If your child has celiac disease and constipation, a gluten-free diet is still important and should be the first step. However, parents should expect that diet alone may not completely solve the problem—only about 1 in 3 children get complete relief. Work closely with your child’s doctor to monitor progress over time. If constipation doesn’t improve within several months of starting a gluten-free diet, ask your doctor about other possible causes and treatments. If your child also has anxiety, depression, or thyroid problems, make sure these are being treated as well, since they may be connected to the constipation. Consider asking for a referral to a gastroenterologist (a doctor who specializes in digestive problems) if the constipation is severe or not improving.

This research is most important for parents of children with celiac disease who have constipation, and for doctors who treat these children. It’s also relevant for children with celiac disease who are struggling with ongoing constipation despite following a gluten-free diet. However, this study only looked at children, so the results don’t necessarily apply to adults with celiac disease. If your child has constipation but hasn’t been tested for celiac disease, talk to your doctor about whether testing makes sense.

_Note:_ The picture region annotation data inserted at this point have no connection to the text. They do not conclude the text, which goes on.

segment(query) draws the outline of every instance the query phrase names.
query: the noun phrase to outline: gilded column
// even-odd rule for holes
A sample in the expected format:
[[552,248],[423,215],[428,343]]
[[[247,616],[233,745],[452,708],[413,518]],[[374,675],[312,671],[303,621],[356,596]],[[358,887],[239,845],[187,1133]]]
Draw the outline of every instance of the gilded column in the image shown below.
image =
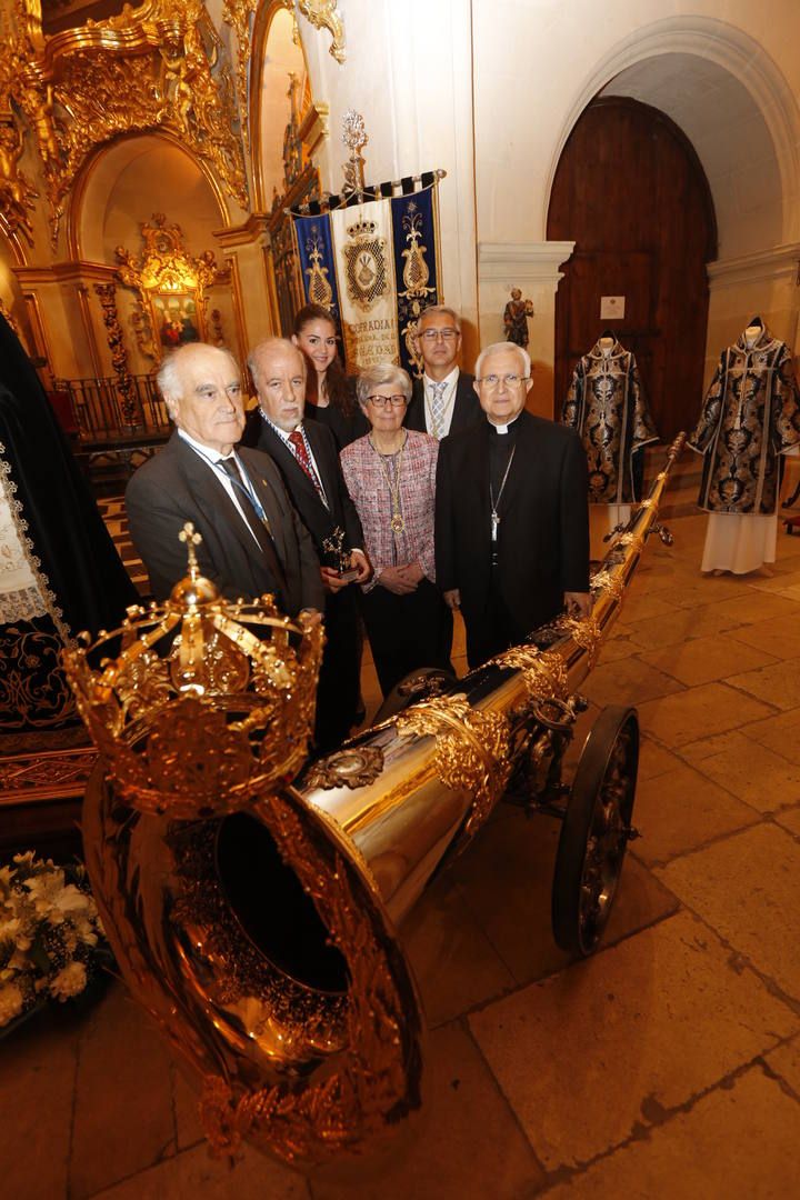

Based on this study, parents should give the gluten-free diet at least several months to help with constipation, but should not expect immediate results. The study followed children for an average of 5.3 years, and many still had problems after that long. If constipation hasn’t improved after 3-6 months of strict gluten-free eating, it’s time to talk with your doctor about other possible causes and treatments rather than waiting longer.

Want to Apply This Research?

  • Track daily bowel movements and laxative use: Record whether your child had a bowel movement each day, whether it required a laxative, and any accidents (encopresis). Use a simple scale (1-5) for ease of bowel movement. Track this weekly to see if there are patterns or improvements over months
  • Use the app to set reminders for gluten-free meal planning and to log meals eaten, making it easier to identify if any hidden gluten might be causing problems. Also use it to track other symptoms like mood changes or anxiety, since the study suggests these might be connected to constipation
  • Create a monthly report showing trends in bowel movement frequency and laxative use over 3-6 month periods. Share this data with your child’s doctor at appointments to help them see whether the gluten-free diet is actually helping or whether other treatments are needed. This long-term tracking helps catch patterns that daily tracking might miss

This research describes what happened in one group of children at a specific hospital and should not be used to diagnose or treat any individual child. Every child is different, and constipation can have many different causes. If your child has constipation or has been diagnosed with celiac disease, please talk with your pediatrician or a gastroenterologist for personalized medical advice. Do not start, stop, or change any medical treatment based on this article without consulting your child’s doctor first. This article is for educational purposes only and is not a substitute for professional medical advice.